The goal of the demonstration is to gather data on the use of DME fuel and vehicles in urban, heavy-load fleets. At scale, such a program could convert hundreds of thousands of tons of organic waste into clean fuel, reducing emissions, waste, and costs for cities while improving overall air quality and creating jobs.
DME fuel, which is approved for use in all 50 states, delivers the same performance as diesel and burns cleanly without producing any soot. When produced from local organic waste, DME can reduce greenhouse gas emissions by 68-101% compared to diesel as calculated by the US Environmental Protection Agency and recently published by US Department of Energy’s Argonne National Laboratory.
These greenhouse gas reductions make it one of the first fuels for heavy-duty trucking that can result in a net CO2 reduction. DME engines are also easier to maintain, offer excellent cold weather performance, and run quieter than diesel counterparts.
The vehicle being tested is a Class 8 Mack Pinnacle model truck equipped with a 13-liter engine.
Over the course of the demonstration, the truck will use Oberon’s fuel-grade DME, produced with the company’s proprietary catalytic distillation technology. The small footprint of Oberon’s production units allows them to be easily placed near local feedstock sources (e.g. food waste, landfill gas, animal waste, wastewater treatment gas), providing cities an opportunity to deal with both their waste and energy challenges – local feedstock, local production, local consumption.
Currently, one-third of all waste on the curb in New York is organic. By recycling organic waste into DME fuel, New York and other cities can reduce land fill use, lower overall emissions, and improve overall air quality. The benefits of DME make it a great use of organic waste as part of any city’s overall sustainability plan.
The demonstration is expected to run in the first quarter of 2017 with results and analysis complete in mid-2017.

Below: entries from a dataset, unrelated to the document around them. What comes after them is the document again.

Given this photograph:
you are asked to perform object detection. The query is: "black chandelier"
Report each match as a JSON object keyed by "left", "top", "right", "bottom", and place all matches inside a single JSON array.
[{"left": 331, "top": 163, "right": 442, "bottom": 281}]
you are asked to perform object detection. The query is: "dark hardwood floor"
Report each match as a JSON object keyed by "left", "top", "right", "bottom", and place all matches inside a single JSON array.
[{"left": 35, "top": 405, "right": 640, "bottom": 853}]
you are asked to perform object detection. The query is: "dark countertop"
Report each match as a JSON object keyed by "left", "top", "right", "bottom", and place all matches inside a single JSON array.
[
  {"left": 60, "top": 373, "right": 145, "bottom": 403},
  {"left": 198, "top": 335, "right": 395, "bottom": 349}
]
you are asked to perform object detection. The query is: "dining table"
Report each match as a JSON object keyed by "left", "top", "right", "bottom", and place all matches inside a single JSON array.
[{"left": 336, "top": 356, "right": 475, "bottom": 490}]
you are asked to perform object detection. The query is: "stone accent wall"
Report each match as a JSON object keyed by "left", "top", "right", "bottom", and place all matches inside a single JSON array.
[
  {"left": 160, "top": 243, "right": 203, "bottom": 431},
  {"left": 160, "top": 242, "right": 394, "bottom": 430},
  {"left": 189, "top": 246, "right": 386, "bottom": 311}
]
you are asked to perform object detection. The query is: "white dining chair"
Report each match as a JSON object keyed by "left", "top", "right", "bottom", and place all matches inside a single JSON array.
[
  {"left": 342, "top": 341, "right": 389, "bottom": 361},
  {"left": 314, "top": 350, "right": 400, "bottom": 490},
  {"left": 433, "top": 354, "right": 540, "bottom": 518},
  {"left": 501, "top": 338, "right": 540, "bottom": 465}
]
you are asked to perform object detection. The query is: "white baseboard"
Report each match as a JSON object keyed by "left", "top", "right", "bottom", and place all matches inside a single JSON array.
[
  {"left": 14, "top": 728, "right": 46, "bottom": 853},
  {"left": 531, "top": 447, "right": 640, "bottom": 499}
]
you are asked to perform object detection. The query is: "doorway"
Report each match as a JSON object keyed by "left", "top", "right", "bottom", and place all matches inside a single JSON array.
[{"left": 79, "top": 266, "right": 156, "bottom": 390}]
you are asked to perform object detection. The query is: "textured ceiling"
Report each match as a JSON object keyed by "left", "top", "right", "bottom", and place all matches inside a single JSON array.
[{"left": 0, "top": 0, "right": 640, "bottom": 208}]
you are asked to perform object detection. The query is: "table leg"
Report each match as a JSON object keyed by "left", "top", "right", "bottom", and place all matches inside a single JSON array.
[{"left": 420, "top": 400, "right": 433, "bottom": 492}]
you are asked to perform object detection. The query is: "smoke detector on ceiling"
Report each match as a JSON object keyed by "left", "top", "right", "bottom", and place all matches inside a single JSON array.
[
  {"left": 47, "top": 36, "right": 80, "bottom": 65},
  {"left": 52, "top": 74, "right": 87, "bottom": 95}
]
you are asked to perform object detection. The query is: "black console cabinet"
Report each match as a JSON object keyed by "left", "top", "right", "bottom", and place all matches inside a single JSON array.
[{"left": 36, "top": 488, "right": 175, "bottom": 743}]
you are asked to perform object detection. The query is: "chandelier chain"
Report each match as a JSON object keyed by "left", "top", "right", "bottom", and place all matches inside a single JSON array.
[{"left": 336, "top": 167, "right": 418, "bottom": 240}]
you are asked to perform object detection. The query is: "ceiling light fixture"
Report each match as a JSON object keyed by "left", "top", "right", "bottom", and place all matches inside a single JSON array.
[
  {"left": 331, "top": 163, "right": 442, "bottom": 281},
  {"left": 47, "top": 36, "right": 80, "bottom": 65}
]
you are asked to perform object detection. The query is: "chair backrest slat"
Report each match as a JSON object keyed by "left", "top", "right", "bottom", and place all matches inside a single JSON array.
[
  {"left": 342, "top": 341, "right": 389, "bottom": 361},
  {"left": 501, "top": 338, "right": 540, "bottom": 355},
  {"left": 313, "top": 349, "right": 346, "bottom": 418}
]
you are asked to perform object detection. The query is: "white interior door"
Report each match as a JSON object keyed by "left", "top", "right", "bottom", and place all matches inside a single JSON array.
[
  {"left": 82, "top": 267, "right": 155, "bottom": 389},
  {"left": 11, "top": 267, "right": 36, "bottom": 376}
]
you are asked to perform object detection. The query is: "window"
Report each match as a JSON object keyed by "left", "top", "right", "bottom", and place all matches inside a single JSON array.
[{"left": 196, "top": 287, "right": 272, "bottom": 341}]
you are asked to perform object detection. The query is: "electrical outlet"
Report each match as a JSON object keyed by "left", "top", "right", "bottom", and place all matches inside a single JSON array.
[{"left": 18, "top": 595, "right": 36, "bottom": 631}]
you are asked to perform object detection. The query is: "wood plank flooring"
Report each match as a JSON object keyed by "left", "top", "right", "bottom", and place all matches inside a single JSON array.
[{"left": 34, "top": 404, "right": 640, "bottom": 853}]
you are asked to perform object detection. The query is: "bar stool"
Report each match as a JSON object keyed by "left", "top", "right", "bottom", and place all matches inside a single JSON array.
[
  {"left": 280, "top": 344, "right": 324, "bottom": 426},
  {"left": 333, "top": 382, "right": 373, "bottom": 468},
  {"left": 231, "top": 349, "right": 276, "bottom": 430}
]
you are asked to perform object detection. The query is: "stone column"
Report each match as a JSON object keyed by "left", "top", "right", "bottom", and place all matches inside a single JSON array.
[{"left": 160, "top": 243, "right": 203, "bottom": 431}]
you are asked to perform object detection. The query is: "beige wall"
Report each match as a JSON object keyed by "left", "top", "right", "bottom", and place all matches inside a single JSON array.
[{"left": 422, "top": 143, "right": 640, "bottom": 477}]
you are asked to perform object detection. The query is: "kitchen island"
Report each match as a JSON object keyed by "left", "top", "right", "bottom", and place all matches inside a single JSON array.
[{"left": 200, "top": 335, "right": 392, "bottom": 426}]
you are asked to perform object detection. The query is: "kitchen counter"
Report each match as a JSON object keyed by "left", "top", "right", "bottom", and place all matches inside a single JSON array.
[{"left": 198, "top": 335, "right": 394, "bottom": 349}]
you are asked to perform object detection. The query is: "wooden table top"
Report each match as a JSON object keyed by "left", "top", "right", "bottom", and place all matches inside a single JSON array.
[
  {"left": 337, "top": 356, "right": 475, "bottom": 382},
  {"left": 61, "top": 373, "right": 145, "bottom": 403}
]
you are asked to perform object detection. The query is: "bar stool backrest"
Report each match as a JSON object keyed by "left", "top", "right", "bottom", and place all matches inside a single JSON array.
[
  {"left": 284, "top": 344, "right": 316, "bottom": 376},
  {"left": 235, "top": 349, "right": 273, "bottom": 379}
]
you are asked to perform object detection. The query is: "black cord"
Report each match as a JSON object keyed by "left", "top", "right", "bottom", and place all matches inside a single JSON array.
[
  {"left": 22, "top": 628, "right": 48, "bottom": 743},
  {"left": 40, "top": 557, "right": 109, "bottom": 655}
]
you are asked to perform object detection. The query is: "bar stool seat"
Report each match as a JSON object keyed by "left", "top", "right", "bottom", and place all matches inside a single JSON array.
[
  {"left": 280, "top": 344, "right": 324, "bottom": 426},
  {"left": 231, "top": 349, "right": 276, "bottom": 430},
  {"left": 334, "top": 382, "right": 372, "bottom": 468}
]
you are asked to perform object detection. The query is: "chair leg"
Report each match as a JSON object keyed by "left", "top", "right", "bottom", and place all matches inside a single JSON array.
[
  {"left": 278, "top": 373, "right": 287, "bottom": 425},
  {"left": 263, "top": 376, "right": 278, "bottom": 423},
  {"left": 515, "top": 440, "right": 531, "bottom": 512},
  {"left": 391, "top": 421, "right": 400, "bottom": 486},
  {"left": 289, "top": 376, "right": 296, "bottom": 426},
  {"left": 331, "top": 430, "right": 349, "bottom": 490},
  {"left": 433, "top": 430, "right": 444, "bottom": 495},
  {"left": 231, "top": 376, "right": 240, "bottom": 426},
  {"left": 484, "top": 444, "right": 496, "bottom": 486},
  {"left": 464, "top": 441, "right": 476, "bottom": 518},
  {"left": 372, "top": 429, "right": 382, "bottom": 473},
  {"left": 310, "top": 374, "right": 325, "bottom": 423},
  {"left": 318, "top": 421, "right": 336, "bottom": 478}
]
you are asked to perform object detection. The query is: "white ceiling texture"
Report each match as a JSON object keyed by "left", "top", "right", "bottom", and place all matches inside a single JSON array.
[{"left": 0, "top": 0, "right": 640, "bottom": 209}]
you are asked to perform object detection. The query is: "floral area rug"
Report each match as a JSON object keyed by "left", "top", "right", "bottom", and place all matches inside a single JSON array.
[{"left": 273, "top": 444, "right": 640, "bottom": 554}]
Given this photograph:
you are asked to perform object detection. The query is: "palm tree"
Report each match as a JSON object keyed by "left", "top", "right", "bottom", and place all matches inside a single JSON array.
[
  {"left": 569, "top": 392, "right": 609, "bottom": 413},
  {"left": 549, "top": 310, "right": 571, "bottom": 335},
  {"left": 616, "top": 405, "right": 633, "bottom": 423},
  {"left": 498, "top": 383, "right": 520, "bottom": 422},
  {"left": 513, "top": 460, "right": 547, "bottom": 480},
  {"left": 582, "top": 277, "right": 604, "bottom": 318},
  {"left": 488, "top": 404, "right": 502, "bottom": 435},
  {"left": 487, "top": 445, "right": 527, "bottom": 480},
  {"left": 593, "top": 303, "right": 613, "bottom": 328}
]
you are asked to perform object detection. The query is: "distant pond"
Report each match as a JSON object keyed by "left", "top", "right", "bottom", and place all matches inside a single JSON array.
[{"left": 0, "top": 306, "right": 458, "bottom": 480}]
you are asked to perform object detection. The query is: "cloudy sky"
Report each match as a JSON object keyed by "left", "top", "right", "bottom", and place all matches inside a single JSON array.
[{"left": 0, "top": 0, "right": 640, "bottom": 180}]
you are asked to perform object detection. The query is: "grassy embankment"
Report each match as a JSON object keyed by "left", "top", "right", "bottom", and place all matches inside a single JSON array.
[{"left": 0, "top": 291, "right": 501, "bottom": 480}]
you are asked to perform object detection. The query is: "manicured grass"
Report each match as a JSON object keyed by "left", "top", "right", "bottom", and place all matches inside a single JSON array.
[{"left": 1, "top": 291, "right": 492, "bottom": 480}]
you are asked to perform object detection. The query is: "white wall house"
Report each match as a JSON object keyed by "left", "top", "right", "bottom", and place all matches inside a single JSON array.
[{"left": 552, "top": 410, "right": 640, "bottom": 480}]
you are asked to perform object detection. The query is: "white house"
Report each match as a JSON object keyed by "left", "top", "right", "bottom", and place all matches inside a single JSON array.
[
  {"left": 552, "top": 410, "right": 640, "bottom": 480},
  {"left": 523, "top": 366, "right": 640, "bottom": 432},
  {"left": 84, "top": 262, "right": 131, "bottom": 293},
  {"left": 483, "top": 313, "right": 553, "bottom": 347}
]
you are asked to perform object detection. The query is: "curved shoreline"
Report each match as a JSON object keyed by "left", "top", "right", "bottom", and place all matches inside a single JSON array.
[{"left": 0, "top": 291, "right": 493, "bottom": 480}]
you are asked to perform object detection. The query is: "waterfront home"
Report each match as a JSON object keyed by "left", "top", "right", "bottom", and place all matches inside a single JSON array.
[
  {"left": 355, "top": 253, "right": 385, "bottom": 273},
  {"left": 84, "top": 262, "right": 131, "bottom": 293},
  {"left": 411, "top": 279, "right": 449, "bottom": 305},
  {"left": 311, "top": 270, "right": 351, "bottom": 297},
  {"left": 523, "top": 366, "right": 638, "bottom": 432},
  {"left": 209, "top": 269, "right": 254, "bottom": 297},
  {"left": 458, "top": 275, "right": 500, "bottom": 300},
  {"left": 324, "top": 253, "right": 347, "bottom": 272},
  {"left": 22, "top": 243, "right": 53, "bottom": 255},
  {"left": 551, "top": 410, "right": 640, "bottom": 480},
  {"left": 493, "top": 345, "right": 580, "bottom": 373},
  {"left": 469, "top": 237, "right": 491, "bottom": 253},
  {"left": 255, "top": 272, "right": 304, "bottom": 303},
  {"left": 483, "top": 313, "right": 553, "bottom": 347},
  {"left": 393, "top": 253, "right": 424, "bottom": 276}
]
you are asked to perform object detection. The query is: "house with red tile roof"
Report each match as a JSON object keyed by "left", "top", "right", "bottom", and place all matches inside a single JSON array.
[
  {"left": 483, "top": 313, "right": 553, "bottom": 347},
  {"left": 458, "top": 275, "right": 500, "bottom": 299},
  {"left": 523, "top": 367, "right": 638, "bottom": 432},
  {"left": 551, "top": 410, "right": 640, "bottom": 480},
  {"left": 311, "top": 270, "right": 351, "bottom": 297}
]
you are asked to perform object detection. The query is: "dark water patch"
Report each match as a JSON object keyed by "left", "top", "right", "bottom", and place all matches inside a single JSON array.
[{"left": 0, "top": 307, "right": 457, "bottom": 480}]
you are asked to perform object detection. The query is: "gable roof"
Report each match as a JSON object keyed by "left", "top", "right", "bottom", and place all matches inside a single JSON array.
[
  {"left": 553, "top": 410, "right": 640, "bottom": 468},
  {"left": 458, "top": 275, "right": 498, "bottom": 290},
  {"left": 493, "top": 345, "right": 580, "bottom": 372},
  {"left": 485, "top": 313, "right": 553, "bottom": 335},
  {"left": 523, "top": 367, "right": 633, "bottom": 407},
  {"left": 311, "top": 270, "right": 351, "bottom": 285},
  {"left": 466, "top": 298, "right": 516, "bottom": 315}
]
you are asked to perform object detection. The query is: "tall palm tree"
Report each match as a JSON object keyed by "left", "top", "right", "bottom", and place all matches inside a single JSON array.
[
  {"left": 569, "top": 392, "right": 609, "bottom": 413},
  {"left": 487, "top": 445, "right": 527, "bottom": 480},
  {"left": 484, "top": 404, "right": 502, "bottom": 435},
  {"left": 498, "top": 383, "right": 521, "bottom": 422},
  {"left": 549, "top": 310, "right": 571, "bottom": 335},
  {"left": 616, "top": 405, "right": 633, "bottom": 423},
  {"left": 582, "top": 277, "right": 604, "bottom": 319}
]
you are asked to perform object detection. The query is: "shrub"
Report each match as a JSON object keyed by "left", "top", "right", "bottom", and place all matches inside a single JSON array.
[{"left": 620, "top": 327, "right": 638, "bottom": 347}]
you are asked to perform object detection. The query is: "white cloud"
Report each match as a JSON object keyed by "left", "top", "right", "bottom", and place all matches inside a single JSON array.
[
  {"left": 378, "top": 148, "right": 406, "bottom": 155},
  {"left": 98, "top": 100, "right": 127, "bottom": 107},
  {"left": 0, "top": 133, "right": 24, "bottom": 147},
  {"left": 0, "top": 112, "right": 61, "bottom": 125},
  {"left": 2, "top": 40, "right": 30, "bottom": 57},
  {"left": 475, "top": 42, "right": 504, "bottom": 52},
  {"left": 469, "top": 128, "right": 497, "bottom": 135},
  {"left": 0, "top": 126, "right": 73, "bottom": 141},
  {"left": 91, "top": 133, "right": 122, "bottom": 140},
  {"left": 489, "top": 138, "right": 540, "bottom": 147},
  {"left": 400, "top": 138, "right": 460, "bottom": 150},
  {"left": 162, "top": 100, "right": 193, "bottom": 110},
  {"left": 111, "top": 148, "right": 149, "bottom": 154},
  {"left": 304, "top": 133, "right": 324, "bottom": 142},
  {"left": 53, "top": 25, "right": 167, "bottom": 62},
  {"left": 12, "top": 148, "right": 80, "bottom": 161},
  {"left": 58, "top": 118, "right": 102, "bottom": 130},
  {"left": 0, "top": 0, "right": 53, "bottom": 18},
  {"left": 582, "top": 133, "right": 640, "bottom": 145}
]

DME does burn cleaner, it is an uphill battle to convince companies to turn natural gas into DME which burns like synthetic propane. The tank pressures are lower, but it is a big investment. A carbon tax would help in selected areas.
Posted by: SJC | 13 January 2017 at 01:43 PM
Hard to see too many downsides beyond supply chain duplication and cost structure.
As you said a big investment but then for the optimum target market landfill biomass to synthetic and similar emission intensive areas, there are already greenhouse mitigation incentives if not accompanied by $ incentives.